Si el resentimiento manifiesta nuestra aversión al tiempo y a su fue, si en el fondo de nuestra voluntad rechazamos la apertura al futuro y a lo incierto y preferimos vivir de “reminiscencias” (Freud y Breuer, Estudios sobre la histeria), no debe extrañar nuestra terca obsesión con un pasado que anhelamos mayestático, aunque es evidente que hay fragmentos de él que no logramos asimilar, masticar (o rumiar) y deglutir. Necesitamos, como las vacas, un segundo estómago para poder incorporar y reconocer todos esos pasados que duelen como una llaga viva en el cuerpo: la llaga que nos vuelve resentidos.
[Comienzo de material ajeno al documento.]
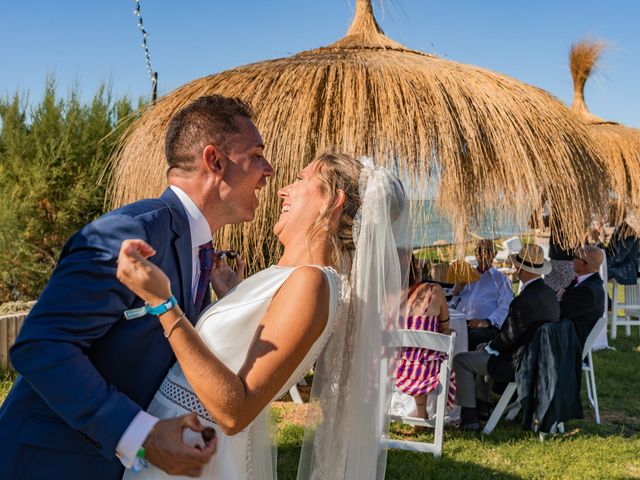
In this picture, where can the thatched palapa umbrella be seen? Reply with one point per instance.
(487, 141)
(619, 146)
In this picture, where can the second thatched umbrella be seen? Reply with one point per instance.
(488, 142)
(619, 146)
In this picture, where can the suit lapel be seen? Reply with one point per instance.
(183, 250)
(182, 244)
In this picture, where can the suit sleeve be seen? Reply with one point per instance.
(511, 329)
(576, 303)
(81, 302)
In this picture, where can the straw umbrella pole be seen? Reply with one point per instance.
(484, 140)
(619, 146)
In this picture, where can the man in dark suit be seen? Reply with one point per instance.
(583, 300)
(76, 410)
(535, 305)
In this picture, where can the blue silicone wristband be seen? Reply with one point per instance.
(146, 308)
(163, 307)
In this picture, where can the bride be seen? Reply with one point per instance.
(336, 288)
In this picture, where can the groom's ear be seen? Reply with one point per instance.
(214, 160)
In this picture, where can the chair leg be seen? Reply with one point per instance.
(592, 376)
(500, 408)
(295, 395)
(614, 310)
(441, 404)
(627, 327)
(587, 381)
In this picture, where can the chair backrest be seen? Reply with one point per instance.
(440, 343)
(593, 335)
(513, 244)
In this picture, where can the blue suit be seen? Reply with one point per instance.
(85, 371)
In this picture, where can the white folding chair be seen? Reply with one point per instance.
(440, 343)
(631, 308)
(512, 409)
(587, 365)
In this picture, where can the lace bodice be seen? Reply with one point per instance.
(228, 328)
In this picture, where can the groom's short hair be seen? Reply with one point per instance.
(207, 120)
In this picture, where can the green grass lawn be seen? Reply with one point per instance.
(585, 451)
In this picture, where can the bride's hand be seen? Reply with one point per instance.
(141, 276)
(224, 278)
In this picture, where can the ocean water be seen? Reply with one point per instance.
(430, 225)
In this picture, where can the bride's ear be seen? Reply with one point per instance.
(341, 197)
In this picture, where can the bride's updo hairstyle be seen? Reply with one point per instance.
(338, 171)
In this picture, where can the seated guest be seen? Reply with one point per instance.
(486, 301)
(583, 299)
(418, 369)
(535, 305)
(623, 255)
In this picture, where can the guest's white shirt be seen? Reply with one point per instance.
(139, 428)
(582, 278)
(487, 298)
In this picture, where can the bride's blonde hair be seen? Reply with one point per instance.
(338, 171)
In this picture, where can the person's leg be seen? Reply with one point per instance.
(467, 365)
(477, 336)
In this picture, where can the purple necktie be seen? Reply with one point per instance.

Por eso, hace casi 140 años, Nietzsche le exigía valor al nuevo hombre: valor para cruzar sobre una cuerda floja y con los ojos vendados el abismo que se abre ante él, valor para ser el Übermensch, el ultra-hombre, el sobre-hombre: el hombre que se supera a sí mismo.

Ese valor necesario sólo será posible cuando abandonemos la ilusión, victimizante, del huérfano condenado a buscar a su mítico padre (tema central en Pedro Páramo).

Somos, dijo Martin Heidegger en Ser y tiempo (1927), un pecio* en medio del océano. De nosotros (y sólo de cada uno de nosotros) depende mantenernos a flote en medio de la tormenta.

[*Pecio: Resto o fragmento de una nave naufragada, incluido cualquier objeto que se encontrara a bordo en el momento del naufragio.)